Kamis (10/10/2019) Pengadilan Agama Bengkalis kedatangan 4 orang Tim dari Polres Siak Sri Indrapura sebagai penelusur akta cerai palsu. Kedatangan mereka merupakan tindak lanjut dari surat yang sebelumnya telah mereka layangkan ke Pengadilan Agama Bengkalis Nomor B/675/III/RES.1.24/2019/Sat.Reskrim tertanggal 18 Maret 2019. Kedatangan mereka disambut oleh Panitera Pengadilan Agama Bengkalis, Drs, Zulkifli, M.H., pada pukul 09.30 WIB di ruang kerjanya.

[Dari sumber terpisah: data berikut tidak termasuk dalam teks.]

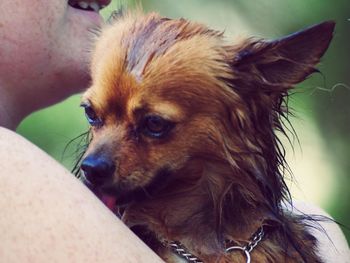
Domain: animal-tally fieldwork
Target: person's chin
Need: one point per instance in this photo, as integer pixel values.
(90, 18)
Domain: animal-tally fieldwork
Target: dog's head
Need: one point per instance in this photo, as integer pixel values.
(170, 97)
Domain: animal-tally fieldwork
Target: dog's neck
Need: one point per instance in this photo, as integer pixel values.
(192, 210)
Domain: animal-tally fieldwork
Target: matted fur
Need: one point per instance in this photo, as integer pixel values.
(219, 171)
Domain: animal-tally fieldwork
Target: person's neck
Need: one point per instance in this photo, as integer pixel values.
(10, 111)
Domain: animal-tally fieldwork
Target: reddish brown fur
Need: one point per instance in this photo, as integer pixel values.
(222, 154)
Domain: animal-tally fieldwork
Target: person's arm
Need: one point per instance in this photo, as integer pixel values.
(49, 216)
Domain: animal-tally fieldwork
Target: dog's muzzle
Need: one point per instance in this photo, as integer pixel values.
(98, 170)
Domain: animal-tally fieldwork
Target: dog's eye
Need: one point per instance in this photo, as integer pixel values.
(91, 116)
(155, 126)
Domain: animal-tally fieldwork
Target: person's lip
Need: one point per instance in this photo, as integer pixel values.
(89, 5)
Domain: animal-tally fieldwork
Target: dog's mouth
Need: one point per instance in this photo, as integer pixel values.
(89, 5)
(118, 196)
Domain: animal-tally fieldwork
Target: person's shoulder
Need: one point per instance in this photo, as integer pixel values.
(332, 244)
(19, 155)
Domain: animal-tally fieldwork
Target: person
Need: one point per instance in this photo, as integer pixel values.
(47, 214)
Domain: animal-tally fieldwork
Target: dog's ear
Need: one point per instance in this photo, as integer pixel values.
(285, 61)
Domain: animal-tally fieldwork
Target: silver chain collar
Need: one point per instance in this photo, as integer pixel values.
(179, 249)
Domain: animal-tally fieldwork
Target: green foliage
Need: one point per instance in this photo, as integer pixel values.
(322, 102)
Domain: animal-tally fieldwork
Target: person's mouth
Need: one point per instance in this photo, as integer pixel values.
(89, 5)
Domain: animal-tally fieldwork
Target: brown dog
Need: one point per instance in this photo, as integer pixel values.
(183, 137)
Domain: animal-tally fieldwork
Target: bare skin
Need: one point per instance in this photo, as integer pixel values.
(46, 213)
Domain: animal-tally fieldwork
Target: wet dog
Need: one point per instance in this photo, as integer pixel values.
(184, 144)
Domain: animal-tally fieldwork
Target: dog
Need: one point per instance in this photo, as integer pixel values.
(184, 146)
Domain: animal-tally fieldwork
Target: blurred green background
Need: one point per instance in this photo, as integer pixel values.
(321, 165)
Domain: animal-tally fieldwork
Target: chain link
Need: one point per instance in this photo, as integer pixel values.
(179, 249)
(257, 237)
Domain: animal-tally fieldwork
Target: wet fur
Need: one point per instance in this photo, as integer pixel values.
(223, 164)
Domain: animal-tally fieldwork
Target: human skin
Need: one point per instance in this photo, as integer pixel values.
(43, 55)
(46, 213)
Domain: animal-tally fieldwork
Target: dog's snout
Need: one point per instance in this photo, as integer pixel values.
(97, 170)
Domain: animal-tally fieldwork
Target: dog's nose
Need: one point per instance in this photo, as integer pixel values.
(97, 169)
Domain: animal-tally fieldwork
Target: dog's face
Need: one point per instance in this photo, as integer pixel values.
(163, 103)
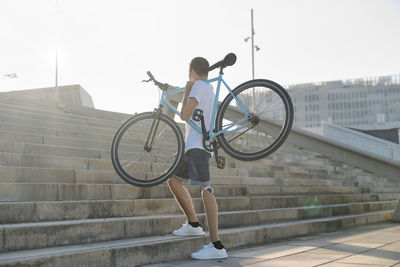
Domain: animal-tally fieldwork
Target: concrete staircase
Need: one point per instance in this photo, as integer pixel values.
(62, 204)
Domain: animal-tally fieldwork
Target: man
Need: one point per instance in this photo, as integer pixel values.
(198, 97)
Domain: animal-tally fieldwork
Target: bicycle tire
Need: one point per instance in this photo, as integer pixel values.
(147, 169)
(272, 90)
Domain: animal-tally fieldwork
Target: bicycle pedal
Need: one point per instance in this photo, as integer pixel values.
(221, 162)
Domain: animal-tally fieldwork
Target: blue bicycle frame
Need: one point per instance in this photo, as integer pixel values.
(211, 133)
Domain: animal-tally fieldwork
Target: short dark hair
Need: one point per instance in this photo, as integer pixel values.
(200, 65)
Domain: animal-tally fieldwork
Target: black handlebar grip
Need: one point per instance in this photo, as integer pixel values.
(150, 75)
(229, 59)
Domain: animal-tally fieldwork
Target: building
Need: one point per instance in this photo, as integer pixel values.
(366, 103)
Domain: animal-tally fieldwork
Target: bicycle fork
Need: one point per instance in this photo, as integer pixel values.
(153, 130)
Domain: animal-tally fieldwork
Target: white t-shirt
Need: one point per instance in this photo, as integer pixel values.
(204, 94)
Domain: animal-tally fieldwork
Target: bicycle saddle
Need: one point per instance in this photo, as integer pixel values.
(228, 60)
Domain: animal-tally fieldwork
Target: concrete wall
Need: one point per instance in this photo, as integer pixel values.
(361, 141)
(73, 95)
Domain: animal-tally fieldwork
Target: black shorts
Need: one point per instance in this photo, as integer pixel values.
(195, 165)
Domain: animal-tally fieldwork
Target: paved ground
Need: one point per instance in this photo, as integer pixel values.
(376, 245)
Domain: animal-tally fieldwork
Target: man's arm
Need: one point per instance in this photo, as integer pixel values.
(189, 104)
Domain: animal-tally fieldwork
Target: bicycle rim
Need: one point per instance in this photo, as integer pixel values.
(147, 167)
(267, 102)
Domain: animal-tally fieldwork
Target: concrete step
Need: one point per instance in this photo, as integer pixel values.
(52, 192)
(61, 108)
(45, 159)
(51, 175)
(61, 112)
(56, 117)
(138, 251)
(49, 234)
(41, 211)
(83, 166)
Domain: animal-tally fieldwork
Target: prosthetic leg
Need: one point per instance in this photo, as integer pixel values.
(183, 198)
(211, 208)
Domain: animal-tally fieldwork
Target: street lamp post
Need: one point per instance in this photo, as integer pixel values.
(252, 54)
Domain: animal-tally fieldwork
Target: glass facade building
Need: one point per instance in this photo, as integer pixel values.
(366, 103)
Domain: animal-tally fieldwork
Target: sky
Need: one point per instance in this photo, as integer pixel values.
(107, 46)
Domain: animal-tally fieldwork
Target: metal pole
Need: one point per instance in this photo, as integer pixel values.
(56, 66)
(56, 69)
(252, 61)
(252, 45)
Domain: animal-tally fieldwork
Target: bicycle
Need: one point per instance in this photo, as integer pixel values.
(143, 147)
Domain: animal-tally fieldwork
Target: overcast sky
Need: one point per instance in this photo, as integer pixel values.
(107, 46)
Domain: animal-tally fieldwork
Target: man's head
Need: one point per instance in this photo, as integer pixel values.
(198, 69)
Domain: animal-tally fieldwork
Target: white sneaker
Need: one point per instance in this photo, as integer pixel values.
(209, 252)
(188, 230)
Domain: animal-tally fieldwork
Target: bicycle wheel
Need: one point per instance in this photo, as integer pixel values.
(263, 129)
(143, 148)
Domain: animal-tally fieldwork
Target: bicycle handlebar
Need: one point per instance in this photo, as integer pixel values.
(162, 86)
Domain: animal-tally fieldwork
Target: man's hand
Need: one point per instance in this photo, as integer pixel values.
(189, 85)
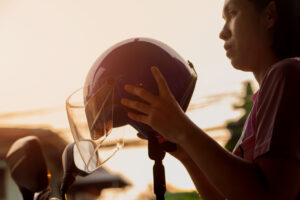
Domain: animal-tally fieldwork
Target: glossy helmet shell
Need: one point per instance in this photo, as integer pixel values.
(129, 62)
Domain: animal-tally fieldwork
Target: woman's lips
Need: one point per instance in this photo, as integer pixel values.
(228, 49)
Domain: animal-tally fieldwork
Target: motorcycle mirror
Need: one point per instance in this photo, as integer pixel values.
(74, 165)
(27, 165)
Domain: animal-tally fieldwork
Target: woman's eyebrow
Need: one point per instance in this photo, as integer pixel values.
(226, 8)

Beberapa waktu yang lalu, Pihak Pelapor melaporkan suaminya ke Polres Siak Sri Indrapura soal dugaan pemalsuan akta cerai, karena kedapatan menggunakan akta cerai palsu untuk menikah dengan perempuan lain dan dirinya merasa tidak pernah melakukan perceraian yang sah ke Pengadilan Agama. Sebagaimana diatur dalam pasal 263 KUHP Pidana, “Barang siapa membuat surat palsu atau memalsukan surat yang dapat menimbulkan sesuatu hak, perikatan atau pembebasan hutang, atau yang diperuntukkan sebagai bukti daripada sesuatu hal dengan maksud untuk memakai atau menyuruh orang lain memakai surat tersebut seolah-olah isinya benar dan tidak dipalsu, diancam jika pemakaian tersebut dapat menimbulkan kerugian, karena pemalsuan surat, dengan pidana penjara paling lama enam tahun”.

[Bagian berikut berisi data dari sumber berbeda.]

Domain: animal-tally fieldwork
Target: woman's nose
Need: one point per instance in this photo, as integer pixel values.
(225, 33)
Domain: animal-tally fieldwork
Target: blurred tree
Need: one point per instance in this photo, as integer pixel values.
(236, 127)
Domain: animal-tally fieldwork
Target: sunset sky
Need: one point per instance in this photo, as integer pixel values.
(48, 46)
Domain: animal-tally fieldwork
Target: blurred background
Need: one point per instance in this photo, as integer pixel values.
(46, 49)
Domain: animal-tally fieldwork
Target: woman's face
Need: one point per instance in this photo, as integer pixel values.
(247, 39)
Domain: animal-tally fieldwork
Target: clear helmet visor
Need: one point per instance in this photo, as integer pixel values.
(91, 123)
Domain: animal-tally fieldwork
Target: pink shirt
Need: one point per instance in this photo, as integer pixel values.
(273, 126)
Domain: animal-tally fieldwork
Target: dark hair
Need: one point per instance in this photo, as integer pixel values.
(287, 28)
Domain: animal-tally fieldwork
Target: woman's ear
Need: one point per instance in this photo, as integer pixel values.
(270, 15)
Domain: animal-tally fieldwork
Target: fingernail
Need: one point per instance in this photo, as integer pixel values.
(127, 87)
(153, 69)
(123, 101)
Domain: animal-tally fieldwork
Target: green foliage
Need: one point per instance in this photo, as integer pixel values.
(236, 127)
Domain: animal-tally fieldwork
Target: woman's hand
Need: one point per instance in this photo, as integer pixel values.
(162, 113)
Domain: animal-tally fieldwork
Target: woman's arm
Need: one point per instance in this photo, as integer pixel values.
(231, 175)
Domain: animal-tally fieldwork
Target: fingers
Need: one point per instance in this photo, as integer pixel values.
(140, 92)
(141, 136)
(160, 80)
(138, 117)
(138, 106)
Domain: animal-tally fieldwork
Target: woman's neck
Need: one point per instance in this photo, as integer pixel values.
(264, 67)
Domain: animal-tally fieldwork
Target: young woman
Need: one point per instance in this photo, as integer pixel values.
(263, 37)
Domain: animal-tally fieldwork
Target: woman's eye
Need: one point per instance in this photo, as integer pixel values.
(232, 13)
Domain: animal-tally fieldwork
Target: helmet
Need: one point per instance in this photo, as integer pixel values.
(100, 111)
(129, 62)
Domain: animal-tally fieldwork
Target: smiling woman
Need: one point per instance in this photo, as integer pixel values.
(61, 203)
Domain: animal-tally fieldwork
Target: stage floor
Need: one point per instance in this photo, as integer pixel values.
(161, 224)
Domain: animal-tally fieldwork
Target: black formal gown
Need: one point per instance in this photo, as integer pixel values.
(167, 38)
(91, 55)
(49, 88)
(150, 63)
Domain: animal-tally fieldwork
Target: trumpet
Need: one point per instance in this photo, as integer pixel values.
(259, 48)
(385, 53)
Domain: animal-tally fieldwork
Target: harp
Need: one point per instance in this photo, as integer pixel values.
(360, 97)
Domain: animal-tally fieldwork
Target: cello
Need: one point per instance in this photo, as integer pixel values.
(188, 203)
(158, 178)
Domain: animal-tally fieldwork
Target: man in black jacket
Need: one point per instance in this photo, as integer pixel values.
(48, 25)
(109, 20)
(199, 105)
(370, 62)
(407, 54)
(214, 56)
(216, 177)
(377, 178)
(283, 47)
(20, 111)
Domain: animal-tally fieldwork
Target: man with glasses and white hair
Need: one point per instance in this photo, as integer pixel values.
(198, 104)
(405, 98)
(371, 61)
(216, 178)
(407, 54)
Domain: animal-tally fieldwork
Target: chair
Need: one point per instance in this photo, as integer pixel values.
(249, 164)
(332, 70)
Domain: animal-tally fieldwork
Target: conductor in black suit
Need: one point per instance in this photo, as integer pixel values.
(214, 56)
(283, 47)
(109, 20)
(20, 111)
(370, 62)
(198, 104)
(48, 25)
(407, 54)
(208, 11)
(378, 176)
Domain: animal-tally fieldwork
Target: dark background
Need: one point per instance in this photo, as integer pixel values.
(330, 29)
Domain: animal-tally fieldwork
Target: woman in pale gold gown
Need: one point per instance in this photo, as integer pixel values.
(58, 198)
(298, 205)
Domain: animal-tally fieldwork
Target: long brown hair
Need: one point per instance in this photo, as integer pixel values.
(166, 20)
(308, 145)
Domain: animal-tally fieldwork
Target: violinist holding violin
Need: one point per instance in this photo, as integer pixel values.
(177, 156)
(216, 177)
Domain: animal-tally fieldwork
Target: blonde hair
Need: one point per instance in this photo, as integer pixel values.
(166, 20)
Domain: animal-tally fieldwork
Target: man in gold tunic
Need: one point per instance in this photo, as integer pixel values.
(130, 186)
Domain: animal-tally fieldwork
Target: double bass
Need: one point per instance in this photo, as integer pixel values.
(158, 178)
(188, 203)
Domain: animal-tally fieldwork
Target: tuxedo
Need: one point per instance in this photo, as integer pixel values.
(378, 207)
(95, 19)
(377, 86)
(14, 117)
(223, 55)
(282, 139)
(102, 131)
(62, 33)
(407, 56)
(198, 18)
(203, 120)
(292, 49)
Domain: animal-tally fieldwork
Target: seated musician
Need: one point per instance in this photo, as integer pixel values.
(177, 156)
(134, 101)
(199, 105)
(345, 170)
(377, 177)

Tim penelusur akta cerai palsu dari polres siak langsung turun ke kantor Pengadilan Agama Bengkalis guna mencari bukti dan menelusuri berkas terkait dengan laporan pengaduan tersebut. Setelah menelusuri berkas perkara yang dituju sesuai dengan laporan pengaduan dari Pelapor, ditemukan fakta bahwa Nomor perkara dan nomor Akta Cerai yang terdapat pada laporan pengaduan tersebut tidak pernah terdaftar di Register Kepaniteraan Pengadilan Agama Bengkalis.

Karena cukup sering masuk laporan tentang adanya akta cerai palsu, maka Pengadilan Agama Bengkalis menghimbau kepada masyarakat pencari keadilan agar lebih tanggap terhadap hukum yang berlaku. Jika ingin mengurus akta cerai secara cepat, hal ini tidak bisa dilakukan. Ada prosedur yang sistematis dan tidak instan dalam proses perceraian. Selain itu masyarakat juga dapat mengunjungi website resmi Pengadilan Agama (PA) untuk memperoleh informasi yang akurat seputar perceraian. Pada website resmi juga menyediakan layanan Sistem Informasi Penelusuran Perkara (SIPP) sehingga masyarakat pencari keadilan bisa mengakses tentang keterbukaan informasi perkara (pendaftaran perkara, biaya perkara, informasi susunan majelis hakim, nomor perkara, jadwal persidangan, tanggal putusan) sampai informasi tentang akta cerai.